Fang jetzt nicht an zu weinen Finn, ermahnte ich mich selbst.
»Finn, bitte. Die Situation hat ganz anders gewirkt. Du kannst das nicht mit Henrik vergleichen.« Eliah sah nun sichtlich überfordert aus. Seine Augenbrauen waren verzweifelt zusammengezogen und seine Augen schimmerten matt.
In jedem anderen Moment hätten mir meine Worte leid getan und ich wäre ihm wahrscheinlich in die Arme gefallen, aber gerade ging es darum, dass er Eren verletzt hatte und das konnte ich nicht dulden.
»Raus!
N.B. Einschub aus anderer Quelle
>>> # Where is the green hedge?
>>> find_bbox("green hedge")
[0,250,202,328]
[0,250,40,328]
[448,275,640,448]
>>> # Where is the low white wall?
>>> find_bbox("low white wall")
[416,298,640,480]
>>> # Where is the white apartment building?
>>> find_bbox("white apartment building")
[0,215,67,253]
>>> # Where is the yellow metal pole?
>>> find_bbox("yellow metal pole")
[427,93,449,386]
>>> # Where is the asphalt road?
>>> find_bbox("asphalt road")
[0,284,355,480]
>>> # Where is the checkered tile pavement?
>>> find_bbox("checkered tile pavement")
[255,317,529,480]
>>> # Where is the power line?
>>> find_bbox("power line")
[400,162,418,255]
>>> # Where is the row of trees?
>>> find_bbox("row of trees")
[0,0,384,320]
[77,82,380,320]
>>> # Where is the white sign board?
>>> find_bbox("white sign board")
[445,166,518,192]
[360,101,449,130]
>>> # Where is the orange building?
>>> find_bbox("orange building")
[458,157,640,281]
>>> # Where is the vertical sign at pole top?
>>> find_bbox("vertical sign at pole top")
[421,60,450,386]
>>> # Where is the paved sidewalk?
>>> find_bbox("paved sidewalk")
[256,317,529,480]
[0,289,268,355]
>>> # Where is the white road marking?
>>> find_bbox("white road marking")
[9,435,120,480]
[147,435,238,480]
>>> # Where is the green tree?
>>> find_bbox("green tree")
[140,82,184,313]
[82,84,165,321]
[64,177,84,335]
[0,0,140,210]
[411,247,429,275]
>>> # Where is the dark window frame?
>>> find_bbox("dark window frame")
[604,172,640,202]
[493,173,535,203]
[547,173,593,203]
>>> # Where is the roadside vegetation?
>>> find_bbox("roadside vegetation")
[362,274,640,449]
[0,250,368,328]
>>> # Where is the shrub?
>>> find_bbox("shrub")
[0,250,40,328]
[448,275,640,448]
Ich will dich heute nicht mehr sehen!« Mein Finger zitterte als ich stur in Richtung Haustüre zeigte und Eliah damit verdeutlichte endlich zu verschwinden.
»Lieblings, denkst du nicht, dass du etwas überreagierst?« Mamas liebliche Stimme kitzelte in meinen Ohren und anstatt mich zu beschwichtigen machte es mich nur noch rasender. »Nein!«
»Finn. Chill. Du willst das nicht wirklich.« Eren legte wieder seine Hand auf meine Schulter, doch ich schüttelte sie ab. »Doch!«
Mein Blick lag stur auf Eliah in dessen Augen ich den Schmerz klar sehen konnte. Sein Blick berührte mich, doch die Wut war viel zu präsent als dass ich ihm in diesem Moment vergeben konnte.
»Raus!«, wiederholte ich lauter und deutete abermals Richtung Haustür.
Eliah nickte, ließ den Kopf hängen und drehte sich meinen Eltern zu. »Vielen Dank für das Essen. Es hat mich sehr gefreut Sie kennen zu lernen.« Sein aufgesetztes Lächeln bröckelte etwas und mit klar sichtbaren Tränen in den Augen und ohne auf eine Antwort zu warten ging er mit großen Schritten an Eren vorbei in den Eingangsbereich.
»Bitte komm morgen wieder zu mir.«
Es war nicht mehr als ein Hauchen, aber ich wusste, dass er es gehört hatte.